Detailed Description

Header package containing a collection of multiple precision quadword integer computation functions implemented with 128-bit PowerISA VMX and VSX instructions.

PVECLIB vec_int128_ppc.h provides the 128x128-bit multiply and 128-bit add with carry/extend operations. This is most of what we need to implement multiple precision integer computation. This header builds on those operations to build 256x256, 512x128, 512x512, 1024x1024 and 2048x2048 multiplies. We also provide 512-bit add with carry/extend operations as a general aid to construct multiple quadword precision arithmetic.

We provide static inline implementations for up to 512x512 multiplies and 512x512 add with carry/extend.

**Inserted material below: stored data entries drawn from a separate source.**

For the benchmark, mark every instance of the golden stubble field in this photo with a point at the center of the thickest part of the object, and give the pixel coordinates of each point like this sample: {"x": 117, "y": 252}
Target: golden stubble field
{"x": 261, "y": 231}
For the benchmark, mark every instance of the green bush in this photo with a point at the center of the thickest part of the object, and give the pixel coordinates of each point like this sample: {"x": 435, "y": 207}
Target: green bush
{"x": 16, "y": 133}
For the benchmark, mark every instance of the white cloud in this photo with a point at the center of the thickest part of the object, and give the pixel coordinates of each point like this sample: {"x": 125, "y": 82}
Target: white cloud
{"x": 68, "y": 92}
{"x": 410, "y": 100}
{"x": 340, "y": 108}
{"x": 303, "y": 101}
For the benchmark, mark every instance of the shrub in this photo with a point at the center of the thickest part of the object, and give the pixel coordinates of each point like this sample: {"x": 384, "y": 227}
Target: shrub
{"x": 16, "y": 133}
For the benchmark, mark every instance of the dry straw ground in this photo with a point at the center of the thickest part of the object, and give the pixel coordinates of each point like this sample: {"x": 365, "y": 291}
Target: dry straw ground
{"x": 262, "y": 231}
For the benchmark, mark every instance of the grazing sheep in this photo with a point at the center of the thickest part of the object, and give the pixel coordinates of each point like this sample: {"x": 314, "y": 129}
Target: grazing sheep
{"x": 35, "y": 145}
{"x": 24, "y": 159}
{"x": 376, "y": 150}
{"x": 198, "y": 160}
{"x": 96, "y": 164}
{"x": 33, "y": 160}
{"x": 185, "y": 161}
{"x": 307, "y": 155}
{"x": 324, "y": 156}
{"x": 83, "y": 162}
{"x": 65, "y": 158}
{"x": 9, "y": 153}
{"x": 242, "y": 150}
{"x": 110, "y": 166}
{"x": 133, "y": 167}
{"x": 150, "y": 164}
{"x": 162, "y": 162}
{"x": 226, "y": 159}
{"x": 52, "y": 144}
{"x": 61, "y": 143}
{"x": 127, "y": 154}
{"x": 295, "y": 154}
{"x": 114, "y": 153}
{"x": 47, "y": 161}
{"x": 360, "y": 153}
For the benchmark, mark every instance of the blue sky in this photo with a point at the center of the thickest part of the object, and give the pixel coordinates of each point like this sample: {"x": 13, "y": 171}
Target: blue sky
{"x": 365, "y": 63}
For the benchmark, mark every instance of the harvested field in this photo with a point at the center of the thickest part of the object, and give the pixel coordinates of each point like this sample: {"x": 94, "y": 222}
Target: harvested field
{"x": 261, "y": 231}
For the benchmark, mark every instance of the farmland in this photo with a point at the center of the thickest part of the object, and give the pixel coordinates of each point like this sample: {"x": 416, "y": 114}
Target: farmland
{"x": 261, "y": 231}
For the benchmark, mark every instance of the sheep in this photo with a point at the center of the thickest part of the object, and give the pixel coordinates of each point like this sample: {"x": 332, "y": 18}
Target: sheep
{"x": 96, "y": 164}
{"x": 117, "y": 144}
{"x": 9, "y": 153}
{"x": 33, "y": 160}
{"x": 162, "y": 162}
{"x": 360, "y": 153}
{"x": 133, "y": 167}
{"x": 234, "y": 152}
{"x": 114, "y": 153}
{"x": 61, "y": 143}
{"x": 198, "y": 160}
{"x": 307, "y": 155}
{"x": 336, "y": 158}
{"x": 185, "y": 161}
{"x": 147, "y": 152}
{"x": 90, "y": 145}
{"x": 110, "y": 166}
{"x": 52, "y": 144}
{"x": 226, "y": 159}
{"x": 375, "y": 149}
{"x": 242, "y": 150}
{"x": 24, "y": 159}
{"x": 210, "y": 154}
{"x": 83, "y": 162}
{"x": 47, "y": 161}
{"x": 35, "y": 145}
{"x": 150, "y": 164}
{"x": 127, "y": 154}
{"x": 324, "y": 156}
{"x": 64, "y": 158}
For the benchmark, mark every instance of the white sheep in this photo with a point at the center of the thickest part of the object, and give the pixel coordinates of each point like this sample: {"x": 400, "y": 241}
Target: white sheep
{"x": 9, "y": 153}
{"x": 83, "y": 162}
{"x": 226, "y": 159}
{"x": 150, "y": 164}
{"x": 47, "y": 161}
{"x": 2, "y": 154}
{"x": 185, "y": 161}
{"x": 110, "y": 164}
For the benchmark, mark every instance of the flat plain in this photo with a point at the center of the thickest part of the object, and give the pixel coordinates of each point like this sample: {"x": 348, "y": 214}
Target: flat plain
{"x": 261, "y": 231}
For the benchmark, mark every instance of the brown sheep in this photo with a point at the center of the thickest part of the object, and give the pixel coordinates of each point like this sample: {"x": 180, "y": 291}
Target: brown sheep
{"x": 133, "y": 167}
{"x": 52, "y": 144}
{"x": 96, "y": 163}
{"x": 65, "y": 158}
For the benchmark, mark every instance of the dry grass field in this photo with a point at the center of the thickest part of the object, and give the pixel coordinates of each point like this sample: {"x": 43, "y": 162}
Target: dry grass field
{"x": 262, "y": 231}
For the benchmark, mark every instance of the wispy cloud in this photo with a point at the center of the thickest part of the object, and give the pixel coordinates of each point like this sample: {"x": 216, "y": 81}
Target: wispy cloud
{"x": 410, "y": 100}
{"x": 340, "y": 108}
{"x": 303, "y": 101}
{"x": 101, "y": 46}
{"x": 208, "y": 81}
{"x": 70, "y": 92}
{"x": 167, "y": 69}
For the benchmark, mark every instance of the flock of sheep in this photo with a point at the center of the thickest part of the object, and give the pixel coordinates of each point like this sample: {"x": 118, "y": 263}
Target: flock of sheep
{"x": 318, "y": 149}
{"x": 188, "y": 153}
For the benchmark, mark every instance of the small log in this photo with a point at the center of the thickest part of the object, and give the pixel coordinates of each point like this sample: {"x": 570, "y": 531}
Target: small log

These in-line operations are provided as building blocks for coding implementations of larger multiply and sum operations. Otherwise the in-line code expansion is getting too large for normal coding. So we also provide callable (static and dynamic) library implementations as well (Building libraries for vec_int512_ppc).

Security related implications

The challenge is delivering a 2048x2048 bit multiply, producing a 4096-bit product, while minimizing cache and timing side-channel exploits. The goal is to minimize the memory visibility of intermediate products and sums and internal conditional logic (like early exit optimizations). The working theory is to use vector registers and operations and avoid storing intermediate results. This implies:

• While the final 4096-bit product is so large (32 quadwords), it requires a memory buffer for the result, we should not use any part of this buffer to hold intermediate partial sums.
• The 2048-bit multiplicands are also large (2 x 16 quadwords) and will be passed in memory buffers that are effectively constant.
• All intermediate partial products and sums should be held in vector registers (VSRs) until quadwords of the final product are computed and ready to store into the result buffer.
• Avoid conditional logic that effects function timing based on values of the inputs or results.
• Internally the code can be organized as straight line code or loops, in-line functions or calls to carefully crafted leaf functions, as long as the above goals are met.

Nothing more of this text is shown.